Hi Lance, sure. Let me know if I need to do anything to move that along. Just curious, is there a JIRA/WebPage on which your work is described, would be interesting how you plan to use OpenNLP with Solr (I've always thought of OpenNLP as something you would want to use on text.

Jun said...

Hi Pal,
In you blog,
"I remembered one comment which said that this problem is trivial if you have a good parse tree"

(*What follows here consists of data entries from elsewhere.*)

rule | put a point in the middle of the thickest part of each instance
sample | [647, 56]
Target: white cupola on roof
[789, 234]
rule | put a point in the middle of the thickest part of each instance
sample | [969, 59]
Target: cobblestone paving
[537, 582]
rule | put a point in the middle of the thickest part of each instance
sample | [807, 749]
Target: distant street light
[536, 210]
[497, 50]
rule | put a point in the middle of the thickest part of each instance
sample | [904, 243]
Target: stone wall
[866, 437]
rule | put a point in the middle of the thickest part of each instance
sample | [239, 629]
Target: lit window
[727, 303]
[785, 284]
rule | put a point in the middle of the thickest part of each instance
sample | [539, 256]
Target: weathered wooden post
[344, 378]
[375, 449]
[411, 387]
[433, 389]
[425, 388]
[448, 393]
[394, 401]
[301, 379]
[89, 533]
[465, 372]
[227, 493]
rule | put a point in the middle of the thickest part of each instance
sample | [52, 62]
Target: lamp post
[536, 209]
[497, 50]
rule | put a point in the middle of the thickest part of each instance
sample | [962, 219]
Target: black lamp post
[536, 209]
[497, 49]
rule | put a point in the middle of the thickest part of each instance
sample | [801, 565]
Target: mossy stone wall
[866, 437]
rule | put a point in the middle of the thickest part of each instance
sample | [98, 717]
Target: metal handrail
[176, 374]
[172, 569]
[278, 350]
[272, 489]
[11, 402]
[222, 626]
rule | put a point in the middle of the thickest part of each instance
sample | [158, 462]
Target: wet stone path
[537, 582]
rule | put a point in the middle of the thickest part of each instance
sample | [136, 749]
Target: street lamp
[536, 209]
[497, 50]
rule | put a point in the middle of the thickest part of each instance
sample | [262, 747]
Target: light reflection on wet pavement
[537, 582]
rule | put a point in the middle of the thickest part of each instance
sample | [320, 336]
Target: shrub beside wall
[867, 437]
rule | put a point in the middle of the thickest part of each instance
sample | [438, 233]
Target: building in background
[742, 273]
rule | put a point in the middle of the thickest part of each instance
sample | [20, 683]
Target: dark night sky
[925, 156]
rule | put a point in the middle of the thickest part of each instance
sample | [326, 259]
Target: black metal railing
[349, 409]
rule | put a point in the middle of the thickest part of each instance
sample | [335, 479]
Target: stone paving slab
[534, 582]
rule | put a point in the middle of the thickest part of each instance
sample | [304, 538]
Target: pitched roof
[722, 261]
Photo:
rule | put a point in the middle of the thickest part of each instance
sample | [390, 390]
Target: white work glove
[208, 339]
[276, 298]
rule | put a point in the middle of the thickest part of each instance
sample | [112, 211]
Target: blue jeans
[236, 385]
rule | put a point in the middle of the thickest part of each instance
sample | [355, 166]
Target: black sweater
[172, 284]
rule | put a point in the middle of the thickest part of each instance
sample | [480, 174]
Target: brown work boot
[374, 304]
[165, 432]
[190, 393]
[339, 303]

How do you use the parse tree to solve this problem?

Sujit Pal said...

Hi Jun, I have described it in the blog immediately after the statement... essentially you convert the sentence into its equivalent parse-tree and look for NP nodes containing a CC, and see if there are two or more NPs hanging off it - these form the parts that you will need to build the expansion off of.

Java Developer said...

what are the jar required to run this class .

Sujit Pal said...

Hi, you will need the commons-io and commons-lang and the opennlp JARs - the ones I used are commons-io-2.0.1.jar, commons-lang-3.0.1.jar, opennlp-maxent-3.0.1-incubating.jar and opennlp-tools-1.5.1-incubating.jar. Additionally this particular class is a JUnit test so you would need JUnit 4.0+.

Anonymous said...

can we find the relation between the noun pharse using the stanford dependency parser java

Sujit Pal said...

Hi Anonymous, thanks, an excellent idea! Even though I haven't tried this (obviously :-)), definitely worth checking out.

Anurag said...

I have started looking into the co-ordination problem using openNLP's chunker and I too did notice the chunker is not so accurate.

You can try a better chunker (in my tests) here: http://cogcomp.cs.illinois.edu/demo/shallowparse/

This may solve most of the problems - including not having to make use of the parser after chunking.

Sujit Pal said...

Thanks Anurag, looks interesting, but the link you provided links to a demo, and it timed out on the first sentence in my test set. Can you point me to where I can get the JAR for this?

Anurag said...

Sujit, It is working for me. You can download the chunker here: http://cogcomp.cs.illinois.edu/page/software

Sujit Pal said...

Thanks, lots of cool things here :-).

Sujit Pal said...

Thanks, lots of cool things here :-).